London-based fund manager AlbaCore was formed last year to focus on the European credit markets and secured a €500m seed investment from Canada’s Public Sector Pension Investment Board. Managing partner and chief investment officer David Allen tells Andy Thompson about the firm’s plans

What are the differentiating features that AlbaCore brings to the market?

The background of the team is a differentiating feature. We have an investment team with experience in private equity, hedge funds, M&A, restructurings and many have worked together successfully over many years, investing over multiple market cycles. One of our capabilities is bespoke structuring to create upside and preserve capital in our transactions. We are large enough to be relevant in the market, but small enough to be selective.

Why was AlbaCore launched and what is the background of its core team?

AlbaCore was launched to maximise risk-adjusted returns while minimising risk of loss. We think differently to many players in the market. The benefit of longer-term capital means we can be patient, selective investors, but quickly exploit opportunities in private and public markets. The AlbaCore team is diverse, speaking many languages, which gives us an edge in situations where local knowledge is important.

The senior investment team – myself, Bill Ammons and Deborah Malka – worked together at CPPIB and built its European credit business. Prior to that, I worked at GoldenTree in New York before moving to London to establish and run its European office. We also have heavyweights in risk, operations and legal. AlbaCore’s COO Matthew Courey was head of European high-yield trading at Credit Suisse, and our general counsel and chief compliance officer, Safraz Zavahir, previously led legal and compliance for Davidson Kempner in Europe.
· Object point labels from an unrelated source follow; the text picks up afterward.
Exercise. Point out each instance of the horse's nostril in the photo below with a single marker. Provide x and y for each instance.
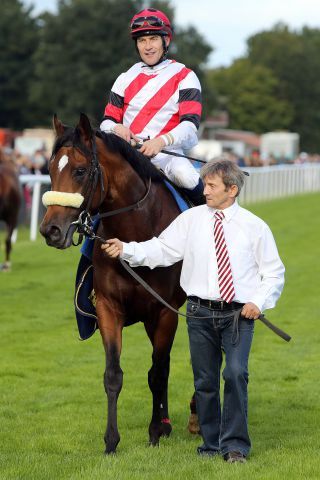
(53, 233)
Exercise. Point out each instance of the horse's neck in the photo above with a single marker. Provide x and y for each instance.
(126, 188)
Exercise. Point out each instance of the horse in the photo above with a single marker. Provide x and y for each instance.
(92, 172)
(10, 201)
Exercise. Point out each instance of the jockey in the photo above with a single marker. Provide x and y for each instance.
(158, 102)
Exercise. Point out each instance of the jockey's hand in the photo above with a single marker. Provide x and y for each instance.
(125, 133)
(152, 147)
(250, 311)
(113, 247)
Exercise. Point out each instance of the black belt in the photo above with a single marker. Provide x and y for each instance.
(216, 304)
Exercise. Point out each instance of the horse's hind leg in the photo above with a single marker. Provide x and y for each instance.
(161, 336)
(111, 329)
(6, 265)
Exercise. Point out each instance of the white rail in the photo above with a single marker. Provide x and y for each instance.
(264, 183)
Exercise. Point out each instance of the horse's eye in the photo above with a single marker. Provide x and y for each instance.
(80, 172)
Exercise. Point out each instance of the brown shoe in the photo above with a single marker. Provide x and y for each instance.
(233, 457)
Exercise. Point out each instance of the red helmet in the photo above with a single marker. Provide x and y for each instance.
(150, 22)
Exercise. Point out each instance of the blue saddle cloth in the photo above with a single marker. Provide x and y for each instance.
(84, 298)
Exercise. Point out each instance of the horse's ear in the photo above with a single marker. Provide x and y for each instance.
(58, 126)
(85, 127)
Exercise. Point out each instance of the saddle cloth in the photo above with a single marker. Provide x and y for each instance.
(84, 298)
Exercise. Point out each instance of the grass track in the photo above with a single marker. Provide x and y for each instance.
(52, 401)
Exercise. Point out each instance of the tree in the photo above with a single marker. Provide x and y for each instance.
(249, 94)
(293, 57)
(18, 41)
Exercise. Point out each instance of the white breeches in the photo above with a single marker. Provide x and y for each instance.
(178, 169)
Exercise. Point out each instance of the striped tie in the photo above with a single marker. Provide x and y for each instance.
(224, 269)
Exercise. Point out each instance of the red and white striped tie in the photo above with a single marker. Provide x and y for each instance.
(224, 269)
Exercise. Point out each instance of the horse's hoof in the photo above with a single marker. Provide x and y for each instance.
(193, 424)
(154, 442)
(110, 451)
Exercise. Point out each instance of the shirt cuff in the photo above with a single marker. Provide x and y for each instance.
(128, 251)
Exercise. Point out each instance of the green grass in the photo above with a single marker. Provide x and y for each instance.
(52, 400)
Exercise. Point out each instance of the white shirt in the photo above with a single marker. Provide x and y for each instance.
(257, 270)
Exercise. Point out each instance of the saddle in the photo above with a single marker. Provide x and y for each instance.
(84, 297)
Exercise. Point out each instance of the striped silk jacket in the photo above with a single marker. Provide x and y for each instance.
(154, 101)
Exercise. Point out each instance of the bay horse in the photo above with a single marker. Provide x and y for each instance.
(107, 174)
(10, 201)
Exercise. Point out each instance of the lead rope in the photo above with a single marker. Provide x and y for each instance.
(89, 233)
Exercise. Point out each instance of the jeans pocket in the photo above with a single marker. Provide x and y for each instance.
(192, 308)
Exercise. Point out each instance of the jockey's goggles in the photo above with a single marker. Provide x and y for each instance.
(147, 22)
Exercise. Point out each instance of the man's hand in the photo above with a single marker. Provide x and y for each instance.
(250, 311)
(113, 247)
(125, 133)
(151, 148)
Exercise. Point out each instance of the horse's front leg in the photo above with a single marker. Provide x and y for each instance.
(110, 326)
(161, 334)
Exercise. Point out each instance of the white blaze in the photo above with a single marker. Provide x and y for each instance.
(63, 162)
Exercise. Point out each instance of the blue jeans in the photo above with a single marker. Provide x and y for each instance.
(208, 338)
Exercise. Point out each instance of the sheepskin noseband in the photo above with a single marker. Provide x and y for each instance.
(63, 199)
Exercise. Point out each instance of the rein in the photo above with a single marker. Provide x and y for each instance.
(88, 232)
(84, 226)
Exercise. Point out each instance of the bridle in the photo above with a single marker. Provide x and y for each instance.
(84, 226)
(84, 223)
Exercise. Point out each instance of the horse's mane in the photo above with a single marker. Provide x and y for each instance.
(139, 162)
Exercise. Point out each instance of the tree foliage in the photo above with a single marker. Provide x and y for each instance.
(18, 41)
(293, 57)
(249, 93)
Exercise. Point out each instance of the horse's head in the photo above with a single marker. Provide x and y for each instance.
(76, 181)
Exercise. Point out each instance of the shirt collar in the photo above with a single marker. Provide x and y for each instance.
(228, 212)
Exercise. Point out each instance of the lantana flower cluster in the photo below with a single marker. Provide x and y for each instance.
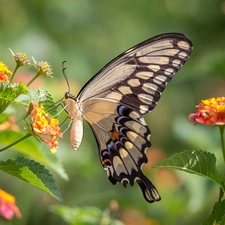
(4, 72)
(45, 127)
(210, 112)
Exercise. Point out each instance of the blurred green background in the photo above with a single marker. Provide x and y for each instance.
(88, 34)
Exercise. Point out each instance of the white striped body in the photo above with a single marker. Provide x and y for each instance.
(114, 101)
(76, 133)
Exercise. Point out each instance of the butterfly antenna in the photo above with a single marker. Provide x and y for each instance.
(64, 74)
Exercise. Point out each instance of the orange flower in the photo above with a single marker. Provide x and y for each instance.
(9, 124)
(8, 206)
(43, 68)
(45, 127)
(210, 112)
(21, 58)
(4, 72)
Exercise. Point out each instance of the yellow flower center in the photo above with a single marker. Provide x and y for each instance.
(7, 197)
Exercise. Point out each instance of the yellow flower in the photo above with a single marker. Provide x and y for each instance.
(43, 68)
(45, 127)
(4, 72)
(8, 206)
(21, 58)
(210, 112)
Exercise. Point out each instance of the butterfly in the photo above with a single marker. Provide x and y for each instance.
(114, 101)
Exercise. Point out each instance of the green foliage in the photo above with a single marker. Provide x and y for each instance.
(9, 93)
(85, 215)
(196, 162)
(217, 216)
(33, 173)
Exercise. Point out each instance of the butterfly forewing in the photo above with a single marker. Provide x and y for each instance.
(115, 99)
(138, 76)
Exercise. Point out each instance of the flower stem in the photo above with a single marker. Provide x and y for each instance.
(16, 142)
(14, 72)
(34, 78)
(222, 141)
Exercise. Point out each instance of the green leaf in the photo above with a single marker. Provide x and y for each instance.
(217, 215)
(33, 173)
(196, 162)
(30, 148)
(9, 92)
(85, 215)
(78, 216)
(43, 97)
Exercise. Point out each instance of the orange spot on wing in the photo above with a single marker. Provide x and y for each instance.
(115, 135)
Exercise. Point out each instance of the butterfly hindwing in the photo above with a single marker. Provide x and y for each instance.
(123, 138)
(114, 100)
(138, 76)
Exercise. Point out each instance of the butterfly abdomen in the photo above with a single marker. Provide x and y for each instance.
(76, 133)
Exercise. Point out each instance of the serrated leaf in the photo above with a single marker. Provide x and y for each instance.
(43, 97)
(196, 162)
(33, 173)
(30, 148)
(9, 92)
(218, 214)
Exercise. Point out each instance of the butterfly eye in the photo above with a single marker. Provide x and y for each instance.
(67, 95)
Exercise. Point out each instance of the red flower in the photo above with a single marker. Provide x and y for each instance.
(45, 127)
(210, 112)
(8, 206)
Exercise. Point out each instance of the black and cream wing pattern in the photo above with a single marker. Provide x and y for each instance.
(114, 101)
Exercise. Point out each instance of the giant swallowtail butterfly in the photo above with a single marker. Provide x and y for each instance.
(114, 100)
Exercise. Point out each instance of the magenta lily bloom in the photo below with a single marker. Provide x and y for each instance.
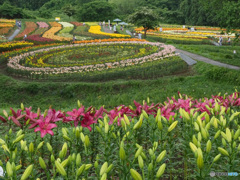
(45, 127)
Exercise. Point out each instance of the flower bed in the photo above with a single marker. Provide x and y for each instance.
(4, 30)
(77, 23)
(38, 38)
(97, 30)
(4, 25)
(42, 25)
(30, 27)
(56, 27)
(14, 62)
(98, 61)
(8, 21)
(13, 45)
(181, 138)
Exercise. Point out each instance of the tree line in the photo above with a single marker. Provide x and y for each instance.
(222, 13)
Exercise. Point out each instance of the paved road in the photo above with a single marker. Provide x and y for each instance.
(207, 60)
(14, 34)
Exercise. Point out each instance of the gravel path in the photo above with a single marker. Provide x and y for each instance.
(206, 60)
(14, 34)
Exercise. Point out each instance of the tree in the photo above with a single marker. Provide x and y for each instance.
(144, 17)
(69, 10)
(96, 11)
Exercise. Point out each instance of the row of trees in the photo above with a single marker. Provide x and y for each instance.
(223, 13)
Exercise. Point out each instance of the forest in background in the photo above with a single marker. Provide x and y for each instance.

You have what sounds like an interesting approach to structuring deals. What lies at its heart?

We follow two rules religiously: firstly, don’t lose money; and secondly, if companies perform, have scope for upside through capital appreciation in addition to cash coupons. We source quality companies and invest with a strong margin of safety. We avoid ones with no earnings visibility. For example, we avoid oil companies where at a $100 oil price, EBITDA is $150 million and at $70 oil price, EBITDA drops to zero. On cyclicals, I’ve seen those movies before, and they often don’t end well.

When our companies grow in enterprise value and certain catalysts come into play (IPOs, debt pay-down, sale), we can realise upside on top of the coupon. We aim to achieve half of our returns from cash coupons and half from embedded upside with no incremental credit risk. That’s been my proven strategy over the last few decades. Regarding capital preservation, if you take care of the first rule, the winners take care of themselves.

You had a seed commitment of €500 million from PSP Investments. Do you think pension funds will continue to increase their commitments to credit strategies?

Yields are low across many global asset classes, so investors are looking for attractive yields. For those with a long-term investment horizon, we see value in less liquid strategies. There are several ways to make additional returns but most are just adding risk.

We have found other ways to make extra spread, such as illiquidity spread, complexity premiums or buying at a discount because of poor market technicals. This was the case back in 1987, 1994, 1998, 2002, 2008, 2012, 2013 and most recently in February 2016 when credit traded with spreads well in excess of expected losses. This was a great time to buy assets. We will see the same thing again – it’s inevitable. In the meantime, we see value from other areas, such as complexity or illiquidity premiums and sourcing our own transactions.